Overall investors were happy to see that Bernanke and the Fed are watching the markets and are willing to act if necessary. There were however some very unhappy people who were short the market, what with it being options expiration day, and they were obviously hurt as the Fed’s action inspired the Dow to shoot over 300 points higher at the open.
Spot Gold Prices added over $10 to Friday's early gains in New York after the Fed’s announcement, paring into the close, but the Gold Market still closed higher by 1.28%. Silver followed a similar pattern and gained 2.89%.
The Euro Price of Gold roes above €486, platinum lost $2 to $1,225, palladium lost $4 to $327, and copper gained nearly 2 cents to about $3.19.
Gold and silver equities rose over 4% at the open before they halved their gains by about an hour into trade. They then held near that level for the rest of trade and closed with over 2% gains.
The Fed’s statement today said:
"Financial market conditions have deteriorated, and tighter credit conditions and increased uncertainty have the potential to restrain economic growth going forward. In these circumstances, although recent data suggest that the economy has continued to expand at a moderate pace, the Federal Open Market Committee judges that the downside risks to growth have increased appreciably. The Committee is monitoring the situation and is prepared to act as needed to mitigate the adverse effects on the economy arising from the disruptions in financial markets."

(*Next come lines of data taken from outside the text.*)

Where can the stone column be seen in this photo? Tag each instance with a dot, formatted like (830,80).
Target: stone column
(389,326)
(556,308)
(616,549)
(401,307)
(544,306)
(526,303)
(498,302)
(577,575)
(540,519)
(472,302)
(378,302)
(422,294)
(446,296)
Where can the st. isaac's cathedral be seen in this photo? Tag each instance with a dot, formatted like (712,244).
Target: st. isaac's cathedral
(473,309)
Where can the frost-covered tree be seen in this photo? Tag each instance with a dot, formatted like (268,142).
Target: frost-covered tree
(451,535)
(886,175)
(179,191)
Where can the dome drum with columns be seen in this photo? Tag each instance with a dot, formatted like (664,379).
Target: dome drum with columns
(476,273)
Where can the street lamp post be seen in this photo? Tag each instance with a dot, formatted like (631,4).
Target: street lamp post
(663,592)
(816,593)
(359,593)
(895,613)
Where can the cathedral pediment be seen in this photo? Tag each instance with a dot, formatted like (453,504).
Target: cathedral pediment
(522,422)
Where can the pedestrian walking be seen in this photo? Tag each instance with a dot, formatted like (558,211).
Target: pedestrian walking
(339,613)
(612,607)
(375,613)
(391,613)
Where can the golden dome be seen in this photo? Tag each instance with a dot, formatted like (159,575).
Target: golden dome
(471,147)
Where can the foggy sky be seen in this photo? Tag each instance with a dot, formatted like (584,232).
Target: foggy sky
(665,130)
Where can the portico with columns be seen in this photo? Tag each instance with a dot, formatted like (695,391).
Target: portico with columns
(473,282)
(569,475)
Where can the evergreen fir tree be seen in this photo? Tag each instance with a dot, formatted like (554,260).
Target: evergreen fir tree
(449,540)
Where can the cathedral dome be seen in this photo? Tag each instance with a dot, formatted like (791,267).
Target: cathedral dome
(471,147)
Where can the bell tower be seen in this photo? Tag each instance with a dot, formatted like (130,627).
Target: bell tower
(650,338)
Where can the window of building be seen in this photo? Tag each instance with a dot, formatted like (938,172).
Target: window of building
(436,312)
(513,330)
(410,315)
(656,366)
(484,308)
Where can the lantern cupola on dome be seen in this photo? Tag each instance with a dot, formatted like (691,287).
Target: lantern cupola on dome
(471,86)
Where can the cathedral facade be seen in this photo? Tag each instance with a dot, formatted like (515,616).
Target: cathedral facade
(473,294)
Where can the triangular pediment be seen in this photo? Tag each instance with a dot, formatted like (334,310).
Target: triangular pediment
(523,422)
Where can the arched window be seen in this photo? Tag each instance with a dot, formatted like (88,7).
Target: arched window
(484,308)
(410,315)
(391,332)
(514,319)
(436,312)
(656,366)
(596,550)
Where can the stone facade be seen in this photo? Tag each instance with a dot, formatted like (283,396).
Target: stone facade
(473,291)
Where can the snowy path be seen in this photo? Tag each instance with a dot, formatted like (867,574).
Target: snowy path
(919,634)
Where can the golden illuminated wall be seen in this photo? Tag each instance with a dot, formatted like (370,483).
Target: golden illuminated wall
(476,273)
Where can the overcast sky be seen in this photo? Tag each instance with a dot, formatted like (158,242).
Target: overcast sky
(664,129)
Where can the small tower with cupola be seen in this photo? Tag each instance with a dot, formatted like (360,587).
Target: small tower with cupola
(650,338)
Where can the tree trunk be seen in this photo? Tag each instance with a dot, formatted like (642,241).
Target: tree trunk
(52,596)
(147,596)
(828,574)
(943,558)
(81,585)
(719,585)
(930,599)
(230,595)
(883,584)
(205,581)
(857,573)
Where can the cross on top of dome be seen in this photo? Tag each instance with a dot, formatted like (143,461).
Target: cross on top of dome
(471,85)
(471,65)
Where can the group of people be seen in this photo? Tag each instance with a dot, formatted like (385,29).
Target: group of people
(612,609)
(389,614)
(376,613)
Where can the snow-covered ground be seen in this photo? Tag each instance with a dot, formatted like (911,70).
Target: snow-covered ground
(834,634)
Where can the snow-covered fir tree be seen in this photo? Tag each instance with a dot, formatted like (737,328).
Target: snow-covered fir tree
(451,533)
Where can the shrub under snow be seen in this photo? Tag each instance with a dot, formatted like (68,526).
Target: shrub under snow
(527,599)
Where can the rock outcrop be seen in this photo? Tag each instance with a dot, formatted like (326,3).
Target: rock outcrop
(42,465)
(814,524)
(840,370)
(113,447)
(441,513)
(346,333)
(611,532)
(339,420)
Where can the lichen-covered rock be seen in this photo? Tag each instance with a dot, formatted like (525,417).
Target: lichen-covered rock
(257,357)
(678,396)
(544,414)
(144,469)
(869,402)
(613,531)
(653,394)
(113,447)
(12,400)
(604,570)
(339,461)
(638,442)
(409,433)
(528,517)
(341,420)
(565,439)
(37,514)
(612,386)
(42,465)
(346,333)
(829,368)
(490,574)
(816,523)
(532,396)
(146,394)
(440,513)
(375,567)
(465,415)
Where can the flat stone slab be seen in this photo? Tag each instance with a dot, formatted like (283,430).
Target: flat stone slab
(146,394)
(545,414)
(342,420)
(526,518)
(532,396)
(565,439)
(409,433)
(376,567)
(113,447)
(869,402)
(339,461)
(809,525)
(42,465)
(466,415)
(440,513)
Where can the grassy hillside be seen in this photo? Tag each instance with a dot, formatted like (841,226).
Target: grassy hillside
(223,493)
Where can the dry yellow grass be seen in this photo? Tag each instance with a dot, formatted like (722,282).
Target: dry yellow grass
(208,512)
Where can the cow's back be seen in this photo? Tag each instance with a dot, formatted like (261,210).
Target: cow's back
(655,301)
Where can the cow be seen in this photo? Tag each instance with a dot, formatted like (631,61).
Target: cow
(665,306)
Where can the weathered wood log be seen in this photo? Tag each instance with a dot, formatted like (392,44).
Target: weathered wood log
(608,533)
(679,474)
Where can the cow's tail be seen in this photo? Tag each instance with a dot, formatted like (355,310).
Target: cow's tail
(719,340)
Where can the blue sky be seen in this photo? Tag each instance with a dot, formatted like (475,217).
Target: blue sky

On the data front, next week’s economic highlights include Leading Economic Indicators on Monday, Initial Jobless Claims on Thursday, and Durable Goods Orders and New Home Sales on Friday.
Oil rose as the Fed cut the discount rate and eased economic worries; a fire at a refinery raised production concerns; and Hurricane Dean strengthened while a new forecast called for it to go through the Yucatan peninsula and head to the Western Gulf where refinery operations and energy infrastructure is present and could be damaged.
The US Dollar index fell as the Fed stepped in, a step towards cutting the Fed Funds rate. That would certainly reduce the appeal of the Dollar as an investment relative to other world currencies and other assets in general, including Physical Gold Bullion.
US Treasury bonds fell as the Fed took action to calm the stock market. This also caused a steeper yield curve, meaning that long term rates rose more than short term rates.
The Dow, Nasdaq, and S&P rocketed higher at the open on short covering, but these impressive opening gains were roughly cut in half not long into trade and the three indices held at about that level with over 1% gains until the last hour of trade when they rose back near their early highs and closed with roughly 2% gains.
In the Gold Market, says Julian Phillips of GoldForecaster.com:
"The bullion price fell, not because of lacking investment, but because of problems with investors. The gold price then recovered because the Indian market loves a bargain.
"Looking around at all the wounded in so many markets across the globe, with more financial tsunamis to come for sure before the end of the year, one has to be impressed by the resilience of gold this week.
"We realize that the credit squeeze is not short-term, and we believe that today’s short-term move of dropping rates could easily become longer-term, as the unfortunate US consumer, the mainstay of the growth of the last few years, staggers with all this weight on him.
"For sure high levels of volatility are here to stay, with gold seemingly experiencing low volatility now."